The single cell gel electrophoresis (SCGE) assay has been successfully applied for genotoxic evaluation of many physical and chemical agents, such as ultraviolet-radiation,¹ x rays, H ₂ O ₂, acrilamide,² oxidative stress in bovine embryo,³ spermatic deoxyribonucleic acid (DNA) integrity,⁴ ⁵ and biocompatibility of biomaterials.⁶

The electrophoresis releases the segments of the broken strand of the damaged DNA in the surroundings outside of the cell. So, the appearance of the damaged DNA becomes similar to the tail of a comet, whose head is the nucleus of each single cell. By analyzing the microscope images, quantitative descriptors can be determined, which deal with the measurement of the local concentration of DNA molecules. Such a measurement is useful for clastogenicity diagnostic.

At the beginning, manual estimation of the comet features was attempted.⁷ However, the time dependence of the fluorescence strongly limits the procedures respective to the reproducibility of the measurements and the error estimation. Very fast semiautomatic methods⁸ ⁹ that involve digital image acquisition and storing¹⁰ ¹¹ ¹² overcome this limitation. Image processing routines for both real time and a posteriori analysis (i.e., image segmentation, determination of Euclidean distances, and centers of mass) has been implemented.

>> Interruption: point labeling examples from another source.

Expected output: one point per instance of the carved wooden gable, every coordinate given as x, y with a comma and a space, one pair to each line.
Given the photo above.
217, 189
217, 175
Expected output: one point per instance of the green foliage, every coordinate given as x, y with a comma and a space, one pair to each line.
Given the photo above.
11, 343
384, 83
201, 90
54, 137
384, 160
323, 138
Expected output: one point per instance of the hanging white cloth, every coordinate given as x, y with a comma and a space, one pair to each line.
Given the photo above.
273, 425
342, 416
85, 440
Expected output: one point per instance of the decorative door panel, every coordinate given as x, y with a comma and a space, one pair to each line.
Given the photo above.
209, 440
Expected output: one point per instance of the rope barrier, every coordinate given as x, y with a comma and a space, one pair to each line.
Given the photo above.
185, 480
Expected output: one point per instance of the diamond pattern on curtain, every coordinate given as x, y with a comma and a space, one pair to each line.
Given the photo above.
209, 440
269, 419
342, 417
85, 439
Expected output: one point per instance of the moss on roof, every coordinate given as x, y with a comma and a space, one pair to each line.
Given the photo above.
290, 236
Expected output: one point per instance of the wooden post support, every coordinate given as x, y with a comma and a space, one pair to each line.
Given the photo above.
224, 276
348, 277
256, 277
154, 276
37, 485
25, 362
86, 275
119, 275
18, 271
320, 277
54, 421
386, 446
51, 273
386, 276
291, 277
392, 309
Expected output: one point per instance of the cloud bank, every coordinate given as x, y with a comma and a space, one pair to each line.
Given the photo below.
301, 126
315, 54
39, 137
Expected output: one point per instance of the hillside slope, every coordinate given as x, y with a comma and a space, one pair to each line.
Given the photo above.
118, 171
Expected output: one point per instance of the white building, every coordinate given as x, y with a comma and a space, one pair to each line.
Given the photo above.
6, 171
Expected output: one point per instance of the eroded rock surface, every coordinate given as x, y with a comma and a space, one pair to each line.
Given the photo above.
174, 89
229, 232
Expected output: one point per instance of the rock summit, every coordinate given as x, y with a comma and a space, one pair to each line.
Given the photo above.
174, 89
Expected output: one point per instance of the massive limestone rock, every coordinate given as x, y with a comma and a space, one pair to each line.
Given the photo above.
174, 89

Nevertheless, many of them can only provide low-order quantitative descriptors.

Distinguishing between the head and the tail on the image of the comet cell is crucial for an accurate quantitative estimation of their geometrical features.¹³ Although high order moments of the light distribution of the comet image can be used to perform it, they are not effective in all cases, because their interpretation is usually very hard.

In this paper we will show that associated density functions and centered reduced moments provide high-order quantitative descriptors with well-defined geometric interpretations for both the head and the tail of the comet cells. Specifically, null, first and second order associated density functions were used for enhancing specific areas of the considered segment of the cell. Position of the centers of mass of such areas, length, and orientation of their semiaxes and their content of light intensity could be accurately determined from the centered reduced moments up to the sixth order.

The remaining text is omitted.